How does URL rewriting work internally in WordPress?

I personally feel understanding how WordPress handles permalinks and how the URLs are translated to show the correct templates and posts explains a great deal about how WordPress works.

When I initially started learning WordPress development, I had experience in building PHP applications, still, I got very confused learning WP because of the abstraction involved.

I’d have questions like:

1. When I open a URL site.com/my-new-post/ how would WP create this folder /my-new-post/ on the fly when it doesn’t exist?

2. How would it pass the right posts to The WordPress loop automatically?

3. How does WP call the right template?

This post goes in detail to explain how rewriting works under the hood and will also answer these questions along the path. But first, let’s understand why URL rewriting is required at all.

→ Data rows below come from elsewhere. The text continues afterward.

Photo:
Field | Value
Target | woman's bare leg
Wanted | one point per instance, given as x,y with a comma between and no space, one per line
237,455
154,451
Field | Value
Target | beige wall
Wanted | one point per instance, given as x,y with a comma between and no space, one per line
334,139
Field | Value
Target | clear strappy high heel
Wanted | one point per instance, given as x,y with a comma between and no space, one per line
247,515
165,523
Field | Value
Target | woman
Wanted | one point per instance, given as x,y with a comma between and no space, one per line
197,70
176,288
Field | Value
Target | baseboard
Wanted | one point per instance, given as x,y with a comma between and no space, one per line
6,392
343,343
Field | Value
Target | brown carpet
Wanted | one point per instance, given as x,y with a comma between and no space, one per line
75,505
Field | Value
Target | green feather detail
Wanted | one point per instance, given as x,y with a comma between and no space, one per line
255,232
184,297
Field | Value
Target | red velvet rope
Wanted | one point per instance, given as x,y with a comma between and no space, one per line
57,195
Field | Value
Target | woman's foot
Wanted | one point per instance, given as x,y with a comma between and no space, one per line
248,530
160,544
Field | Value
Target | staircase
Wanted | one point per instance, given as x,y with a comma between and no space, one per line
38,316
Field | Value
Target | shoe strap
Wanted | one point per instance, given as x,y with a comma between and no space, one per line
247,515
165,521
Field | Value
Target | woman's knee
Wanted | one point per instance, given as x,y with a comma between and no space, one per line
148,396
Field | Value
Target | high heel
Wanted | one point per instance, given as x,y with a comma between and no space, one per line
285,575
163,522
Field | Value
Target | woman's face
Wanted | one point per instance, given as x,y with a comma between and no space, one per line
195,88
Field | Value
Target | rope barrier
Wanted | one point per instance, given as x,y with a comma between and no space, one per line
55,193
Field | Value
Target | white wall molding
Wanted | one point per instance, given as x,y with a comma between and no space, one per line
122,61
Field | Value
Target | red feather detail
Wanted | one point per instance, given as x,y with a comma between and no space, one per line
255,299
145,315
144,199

Why URL rewriting is important?

Back in 2010 when you’d visit someone’s profile on Facebook, the URL would look like this:

https://facebook.com/profile.php?id=1322424778

Now these URLs have been changed to look much more readable and rememberable:

https://facebook.com/pramod.jodhani

The later looks much better, right? I agree and WordPress agrees too that’s why it introduced pretty permalinks in version 2.1.

URL rewriting is what enables WordPress to handle such clean and human-friendly URLs.

Rewrite Engine and .htaccess

Okay, this one’s a secret. When pretty permalinks are enabled on your WordPress website, no matter which URL you visit, you are only calling the index.php file on the root of your WordPress installation. Even when you visit www.mywebsite.com/about or www.mywebsite.com/category/gallery or www.mywebsite.com/author/pramod

The only file you are always invoking is www.mywebsite.com/index.php

Now the question is if it doesn’t look like it is calling the index.php then how is index.php being called?

The answer lies in .htaccess file. Let’s see what is the code in .htaccess file

# BEGIN WordPress
<IfModule mod_rewrite.c>
RewriteEngine On
RewriteBase /
RewriteRule ^index\.php$ - [L]
RewriteCond %{REQUEST_FILENAME} !-f
RewriteCond %{REQUEST_FILENAME} !-d
RewriteRule . /index.php [L]
</IfModule>
# END WordPress

The code looks a bit scary but it’s really doing one simple thing. It tells the server that for any request if the requested resource does exist then internally invoke the index.php.

For example, if you visit www.mywebsite.com/about then it will first check for the file with the name about and open it if it exists, but if it doesn’t then it will invoke index.php on the root. The index.php will initialize the WordPress environment where WordPress will check if any post(s) with about slug is present in the database and will load the content of that post(s) and show it to the visitor.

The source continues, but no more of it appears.